Yesterday, 20th June was World Productivity Day, in which for two successive years people across the globe celebrate productivity grappling with the COVID-19 pandemic which is devastating the socio-economic and labour market systems. This year, the World Productivity Day should give us (government, business, labour, academia, and civil society) as participants in the economic and labour market systems the opportunity to renew our social compact and to collectively take up responsibility to find more efficient ways to do better and boost productivity growth (which is a driver of sustained competitiveness and inclusive growth), if we are to survive the devastation brought about by the pandemic.
During the period under the lockdown since March 2020, many organisations have adapted their business models. The world of work has become more flexible with the move to a remote work model, which is challenging many of our preconceived notions on productivity.

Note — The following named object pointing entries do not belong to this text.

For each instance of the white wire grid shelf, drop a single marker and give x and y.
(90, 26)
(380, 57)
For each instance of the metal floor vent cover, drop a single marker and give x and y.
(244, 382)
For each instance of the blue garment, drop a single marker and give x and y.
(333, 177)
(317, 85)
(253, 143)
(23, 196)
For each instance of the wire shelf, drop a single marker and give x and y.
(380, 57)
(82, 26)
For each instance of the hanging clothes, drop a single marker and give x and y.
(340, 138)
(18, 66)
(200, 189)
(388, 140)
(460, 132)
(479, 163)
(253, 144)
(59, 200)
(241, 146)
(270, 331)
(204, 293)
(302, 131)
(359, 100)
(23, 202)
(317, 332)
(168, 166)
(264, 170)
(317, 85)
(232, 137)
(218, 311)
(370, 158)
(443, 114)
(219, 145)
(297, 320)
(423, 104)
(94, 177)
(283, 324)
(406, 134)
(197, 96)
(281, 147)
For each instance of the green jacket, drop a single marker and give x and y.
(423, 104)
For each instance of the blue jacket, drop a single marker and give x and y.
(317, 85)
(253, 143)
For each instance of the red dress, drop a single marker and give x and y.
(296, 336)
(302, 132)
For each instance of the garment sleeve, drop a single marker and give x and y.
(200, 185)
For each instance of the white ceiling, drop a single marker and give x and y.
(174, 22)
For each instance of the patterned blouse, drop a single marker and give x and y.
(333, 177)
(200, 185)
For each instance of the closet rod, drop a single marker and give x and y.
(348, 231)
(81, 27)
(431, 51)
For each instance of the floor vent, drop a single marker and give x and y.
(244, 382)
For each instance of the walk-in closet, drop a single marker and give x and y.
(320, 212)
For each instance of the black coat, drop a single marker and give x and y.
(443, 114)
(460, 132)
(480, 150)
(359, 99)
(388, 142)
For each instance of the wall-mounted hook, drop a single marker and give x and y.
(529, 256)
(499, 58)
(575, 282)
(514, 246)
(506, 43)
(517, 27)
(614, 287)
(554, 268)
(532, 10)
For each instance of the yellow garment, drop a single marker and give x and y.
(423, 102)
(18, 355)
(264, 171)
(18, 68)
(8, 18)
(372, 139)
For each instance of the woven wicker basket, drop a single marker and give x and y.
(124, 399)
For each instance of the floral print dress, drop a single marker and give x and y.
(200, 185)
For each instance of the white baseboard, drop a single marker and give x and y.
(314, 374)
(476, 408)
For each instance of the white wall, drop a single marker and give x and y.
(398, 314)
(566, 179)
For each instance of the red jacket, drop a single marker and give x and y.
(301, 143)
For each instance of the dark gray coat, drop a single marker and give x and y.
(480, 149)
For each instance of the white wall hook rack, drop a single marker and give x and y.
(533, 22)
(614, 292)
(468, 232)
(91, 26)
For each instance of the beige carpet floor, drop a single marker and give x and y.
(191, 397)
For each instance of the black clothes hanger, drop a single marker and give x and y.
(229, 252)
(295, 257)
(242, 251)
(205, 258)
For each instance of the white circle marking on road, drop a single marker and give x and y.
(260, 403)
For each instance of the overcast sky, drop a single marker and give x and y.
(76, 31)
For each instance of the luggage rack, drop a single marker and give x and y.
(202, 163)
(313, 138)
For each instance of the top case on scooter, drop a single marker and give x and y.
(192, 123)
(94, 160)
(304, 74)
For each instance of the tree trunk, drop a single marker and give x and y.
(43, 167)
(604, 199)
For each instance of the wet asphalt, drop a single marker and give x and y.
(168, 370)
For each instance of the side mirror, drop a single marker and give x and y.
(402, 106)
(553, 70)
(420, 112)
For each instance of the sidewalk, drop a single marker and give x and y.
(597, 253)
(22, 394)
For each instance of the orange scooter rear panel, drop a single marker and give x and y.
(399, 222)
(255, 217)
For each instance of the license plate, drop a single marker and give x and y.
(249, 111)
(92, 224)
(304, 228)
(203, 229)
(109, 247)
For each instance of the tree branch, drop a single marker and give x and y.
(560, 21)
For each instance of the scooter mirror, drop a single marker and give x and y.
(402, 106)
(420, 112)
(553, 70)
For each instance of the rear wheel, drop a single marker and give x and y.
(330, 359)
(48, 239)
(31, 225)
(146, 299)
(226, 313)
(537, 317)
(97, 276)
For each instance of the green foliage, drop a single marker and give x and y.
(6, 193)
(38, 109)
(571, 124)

Indeed, many countries have reviewed their economic models and systems to survive during and post the pandemic and, many organisations have adapted to the new ways of doing business to remain competitive and sustainable. With an increasing number of countries implementing economic recovery plans, many organisations adapting to the “new way of doing business”, and employees now accustomed to no commute times and a better work life balance, the move to a new hybrid ‘work from anywhere’ model looks set to stay. With a mix of home and office working, the World Productivity Day has once again taken on a new significance.
For most countries in the developing world, this is the time to learn and introduce Productivity and Quality Enhancement Initiatives to overcome some of the challenges we are facing, which include to a large scale the growth of working age population and the limited capacity of job creation, the knowledge and skills limitation of entrepreneurs and SMMEs that hamper their development to play the historical role observed in emerging economies, as well as low quality of products and productivity causing high cost of production and negatively affecting the competitiveness of companies in global market.
It is during World Productivity Day that we should impress it upon our youth who have taken up the challenge to become entrepreneurs and industrialists that, it is through productivity enhancement that we can modernise South African industries, create productive and decent workplaces, improve quality and productivity, develop skills of management and workers, and expand investment thereby preserving existing jobs and creating additional job opportunities.